Okay, that all makes sense.

> Notice that just by looking at my diffs, you can't tell that I used a
> replace operation.

Here's where we disagree. If you checkpoint your tree before the
replace, and immediately after, the only differences in the
source-controlled files would be due to the replace. And since the
language of the file is known (and thereby the tokenization -- it *is*
well-defined), then a tokenizer that compares the before and after trees
(for just the files that changed, obviously), can discover what you did,
and promote the mere ASCII diff into a token-replace diff. (The same
sort of idea could be done for reindention, I'd hope.)

> I didn't just replace the instances of "dog" that
> were in my file at that moment. I conceptually replaced all instances,
> including ones that aren't there yet.

Well yes, that's exactly what we want. And the key point of all of this
is that there's no magic here. The darcs machinery does all the
commutations such that the patches can wiggle together without
conflicts. To do it's job, of course, it needs nuanced patches, rather
than the quite literal ones generated by diff.

We agree on everything except that it's provable that one can discover a
replace operation, given a before and after tree.

> Now, I should mention here that I personally dislike the replace
> operation, and I think it is more dangerous than helpful. However, other
> darcs users are quite happy with it, and it certainly is a creative and
> powerful feature.

It's creative alright, though I had the same misgivings. In my common
code workflow, I almost never have global tokens -- all my replaces
would be per function, so I never saw an opportunity to use it when I
was screwing around with darcs.

> Other creative patch types have also been dreamed of. For example, a
> powerful language-specific refactoring operation has been discussed as a
> far-future possibility. That would be safe, and cool.

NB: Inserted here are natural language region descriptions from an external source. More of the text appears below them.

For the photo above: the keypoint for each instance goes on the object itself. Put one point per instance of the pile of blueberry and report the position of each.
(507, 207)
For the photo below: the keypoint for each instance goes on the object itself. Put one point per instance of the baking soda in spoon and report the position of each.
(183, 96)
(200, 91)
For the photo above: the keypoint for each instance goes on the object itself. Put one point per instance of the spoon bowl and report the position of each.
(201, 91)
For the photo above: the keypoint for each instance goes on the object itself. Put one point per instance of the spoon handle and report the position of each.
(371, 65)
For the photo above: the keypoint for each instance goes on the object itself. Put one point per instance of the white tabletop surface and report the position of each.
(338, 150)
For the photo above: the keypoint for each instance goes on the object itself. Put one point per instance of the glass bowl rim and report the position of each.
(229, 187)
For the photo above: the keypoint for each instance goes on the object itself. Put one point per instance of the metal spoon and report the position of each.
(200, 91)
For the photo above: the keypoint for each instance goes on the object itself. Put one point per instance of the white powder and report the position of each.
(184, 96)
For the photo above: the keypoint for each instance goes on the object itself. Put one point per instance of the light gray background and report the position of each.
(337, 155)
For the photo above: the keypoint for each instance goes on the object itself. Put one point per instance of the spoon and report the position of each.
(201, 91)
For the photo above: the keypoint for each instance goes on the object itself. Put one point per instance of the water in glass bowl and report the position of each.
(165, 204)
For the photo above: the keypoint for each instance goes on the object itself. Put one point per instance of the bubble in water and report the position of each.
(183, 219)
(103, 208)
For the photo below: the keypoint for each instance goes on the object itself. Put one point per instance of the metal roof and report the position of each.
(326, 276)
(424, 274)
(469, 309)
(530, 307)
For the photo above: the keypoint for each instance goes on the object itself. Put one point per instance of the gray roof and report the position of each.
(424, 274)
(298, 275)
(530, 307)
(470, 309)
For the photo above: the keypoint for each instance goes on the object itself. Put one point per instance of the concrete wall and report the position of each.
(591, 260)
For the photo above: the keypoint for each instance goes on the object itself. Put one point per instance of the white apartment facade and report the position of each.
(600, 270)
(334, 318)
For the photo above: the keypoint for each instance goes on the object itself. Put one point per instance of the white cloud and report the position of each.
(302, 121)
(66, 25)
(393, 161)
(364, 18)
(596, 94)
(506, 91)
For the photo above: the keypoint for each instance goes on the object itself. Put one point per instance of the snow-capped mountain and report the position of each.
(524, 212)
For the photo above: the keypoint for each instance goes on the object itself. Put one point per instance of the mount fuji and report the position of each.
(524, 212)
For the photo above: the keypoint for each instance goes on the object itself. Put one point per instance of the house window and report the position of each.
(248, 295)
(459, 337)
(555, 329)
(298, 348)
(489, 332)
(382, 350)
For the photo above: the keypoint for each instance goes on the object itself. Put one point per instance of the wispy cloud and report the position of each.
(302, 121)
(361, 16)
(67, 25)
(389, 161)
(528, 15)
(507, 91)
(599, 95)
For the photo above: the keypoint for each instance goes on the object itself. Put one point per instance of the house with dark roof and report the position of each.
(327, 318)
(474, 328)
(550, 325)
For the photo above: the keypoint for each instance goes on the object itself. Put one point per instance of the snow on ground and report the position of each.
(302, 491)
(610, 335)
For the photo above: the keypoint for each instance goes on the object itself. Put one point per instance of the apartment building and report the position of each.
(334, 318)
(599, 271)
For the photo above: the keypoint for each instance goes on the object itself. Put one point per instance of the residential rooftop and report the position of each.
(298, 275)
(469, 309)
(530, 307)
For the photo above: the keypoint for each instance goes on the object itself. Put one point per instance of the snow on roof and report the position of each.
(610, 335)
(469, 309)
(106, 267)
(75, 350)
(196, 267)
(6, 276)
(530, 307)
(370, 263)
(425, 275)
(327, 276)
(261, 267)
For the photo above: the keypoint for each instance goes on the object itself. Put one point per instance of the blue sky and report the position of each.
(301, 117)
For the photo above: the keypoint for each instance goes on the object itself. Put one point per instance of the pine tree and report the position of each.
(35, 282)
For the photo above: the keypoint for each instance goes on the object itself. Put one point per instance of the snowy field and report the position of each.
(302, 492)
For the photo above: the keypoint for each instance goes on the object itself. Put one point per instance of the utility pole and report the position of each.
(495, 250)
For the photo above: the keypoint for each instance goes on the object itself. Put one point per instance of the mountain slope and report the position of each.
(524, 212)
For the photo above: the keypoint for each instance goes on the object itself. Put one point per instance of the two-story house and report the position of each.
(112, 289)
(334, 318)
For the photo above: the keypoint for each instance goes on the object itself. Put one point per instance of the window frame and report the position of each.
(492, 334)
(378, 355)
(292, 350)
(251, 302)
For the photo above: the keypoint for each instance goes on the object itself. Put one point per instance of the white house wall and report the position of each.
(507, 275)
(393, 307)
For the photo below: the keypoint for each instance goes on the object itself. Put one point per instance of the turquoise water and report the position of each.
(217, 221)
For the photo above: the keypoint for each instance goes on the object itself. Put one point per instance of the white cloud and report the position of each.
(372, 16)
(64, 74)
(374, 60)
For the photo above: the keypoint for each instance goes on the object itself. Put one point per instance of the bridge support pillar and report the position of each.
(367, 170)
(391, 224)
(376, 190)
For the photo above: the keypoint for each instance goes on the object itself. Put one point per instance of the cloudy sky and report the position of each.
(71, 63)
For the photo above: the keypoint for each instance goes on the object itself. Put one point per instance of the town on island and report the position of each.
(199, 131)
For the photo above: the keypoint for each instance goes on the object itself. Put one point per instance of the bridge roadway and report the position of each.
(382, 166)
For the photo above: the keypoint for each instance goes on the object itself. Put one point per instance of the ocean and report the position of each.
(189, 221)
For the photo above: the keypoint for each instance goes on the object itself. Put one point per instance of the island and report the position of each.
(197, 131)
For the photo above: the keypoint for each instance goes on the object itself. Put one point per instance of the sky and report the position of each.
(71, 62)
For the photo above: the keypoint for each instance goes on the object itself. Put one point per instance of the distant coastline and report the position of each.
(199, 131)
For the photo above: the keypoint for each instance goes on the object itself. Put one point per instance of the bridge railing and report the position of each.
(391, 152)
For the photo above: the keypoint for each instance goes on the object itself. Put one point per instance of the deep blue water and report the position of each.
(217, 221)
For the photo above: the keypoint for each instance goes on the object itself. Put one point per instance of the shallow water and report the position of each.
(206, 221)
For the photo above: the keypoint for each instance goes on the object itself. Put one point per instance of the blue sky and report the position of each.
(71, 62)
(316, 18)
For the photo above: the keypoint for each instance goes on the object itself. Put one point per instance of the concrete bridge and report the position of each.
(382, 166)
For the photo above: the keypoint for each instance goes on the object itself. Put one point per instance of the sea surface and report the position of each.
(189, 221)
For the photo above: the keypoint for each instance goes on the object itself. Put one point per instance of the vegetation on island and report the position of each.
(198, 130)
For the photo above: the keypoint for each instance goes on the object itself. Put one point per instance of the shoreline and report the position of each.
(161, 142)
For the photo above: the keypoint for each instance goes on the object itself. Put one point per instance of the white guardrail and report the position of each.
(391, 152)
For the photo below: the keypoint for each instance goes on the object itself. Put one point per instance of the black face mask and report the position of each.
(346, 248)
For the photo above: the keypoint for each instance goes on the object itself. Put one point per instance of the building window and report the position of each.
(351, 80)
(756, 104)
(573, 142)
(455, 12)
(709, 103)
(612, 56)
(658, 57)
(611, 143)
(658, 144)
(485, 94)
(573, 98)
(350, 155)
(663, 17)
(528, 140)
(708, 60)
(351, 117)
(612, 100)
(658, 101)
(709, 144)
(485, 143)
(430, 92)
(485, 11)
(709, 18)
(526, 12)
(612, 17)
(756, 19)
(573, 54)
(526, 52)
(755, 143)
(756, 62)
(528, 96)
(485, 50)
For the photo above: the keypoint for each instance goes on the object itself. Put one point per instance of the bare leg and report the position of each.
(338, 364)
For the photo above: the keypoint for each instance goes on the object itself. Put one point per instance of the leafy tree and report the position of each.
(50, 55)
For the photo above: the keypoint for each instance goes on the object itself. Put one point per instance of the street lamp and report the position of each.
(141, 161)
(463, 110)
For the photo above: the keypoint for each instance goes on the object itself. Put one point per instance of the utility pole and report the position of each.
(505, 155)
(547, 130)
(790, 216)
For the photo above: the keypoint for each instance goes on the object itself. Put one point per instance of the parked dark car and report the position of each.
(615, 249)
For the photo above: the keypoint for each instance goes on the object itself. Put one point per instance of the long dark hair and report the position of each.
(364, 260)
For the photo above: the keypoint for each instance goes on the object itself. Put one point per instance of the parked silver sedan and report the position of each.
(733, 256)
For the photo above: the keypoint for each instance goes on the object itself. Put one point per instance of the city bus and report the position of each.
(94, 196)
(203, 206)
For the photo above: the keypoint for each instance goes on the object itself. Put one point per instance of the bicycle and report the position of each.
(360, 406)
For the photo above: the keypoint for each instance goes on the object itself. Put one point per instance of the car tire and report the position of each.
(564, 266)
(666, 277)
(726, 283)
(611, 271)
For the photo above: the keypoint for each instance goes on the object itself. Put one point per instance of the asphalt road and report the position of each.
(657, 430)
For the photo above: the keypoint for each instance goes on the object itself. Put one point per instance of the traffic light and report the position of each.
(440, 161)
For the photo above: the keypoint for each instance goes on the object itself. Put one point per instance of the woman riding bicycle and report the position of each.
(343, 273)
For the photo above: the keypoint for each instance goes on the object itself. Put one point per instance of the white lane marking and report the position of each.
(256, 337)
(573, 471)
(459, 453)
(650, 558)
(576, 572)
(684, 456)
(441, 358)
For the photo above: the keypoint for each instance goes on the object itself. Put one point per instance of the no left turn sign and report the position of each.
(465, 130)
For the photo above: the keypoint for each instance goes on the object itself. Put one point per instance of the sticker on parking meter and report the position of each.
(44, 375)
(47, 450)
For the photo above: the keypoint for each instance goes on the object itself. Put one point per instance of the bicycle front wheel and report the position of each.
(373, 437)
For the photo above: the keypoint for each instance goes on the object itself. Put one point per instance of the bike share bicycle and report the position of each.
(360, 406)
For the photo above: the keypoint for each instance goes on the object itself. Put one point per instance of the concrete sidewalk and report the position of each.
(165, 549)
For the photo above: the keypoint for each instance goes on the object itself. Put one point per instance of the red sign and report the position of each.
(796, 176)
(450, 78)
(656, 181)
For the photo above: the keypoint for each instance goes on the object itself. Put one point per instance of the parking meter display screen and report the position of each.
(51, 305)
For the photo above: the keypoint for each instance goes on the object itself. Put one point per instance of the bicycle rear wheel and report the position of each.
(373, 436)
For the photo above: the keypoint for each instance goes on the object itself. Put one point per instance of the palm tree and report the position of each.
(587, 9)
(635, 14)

<subliminal> indention patch type, indention patch type... </subliminal>

> > > Automated refactoring tools, for example, perform the
> > > rename+modify as an atomic operation.
> > [...]
> Although there are no such nifty refactoring tools available today, they
> will exist at some point.

Yeah, I spent some time drooling over the refactoring editors before
slapping myself and deciding I'd wait for others to live on that
bleeding edge for a while. I've had to clean up too much code from other
people.

> Even without tools, many shops have policies against checking in code
> that won't compile. If you rename a java class, you must simultaneously
> perform the rename and modify the class name inside. If you commit
> between those steps, it's broken.

I'm trying hard to find a nice way to say that's silly. I'm failing. My
suggestion in that case would be that the local coder commit many
patches to a local repository, one of which is the rename. Then upon
completion of the refactoring, the set of patches is committed to the
group repository. Tags before and after preserve the repository's
precondition that it always compiles.

> [I do realize that the kernel doesn't have java code, by the way.]

Don't worry, I didn't think that you did :-).

Ray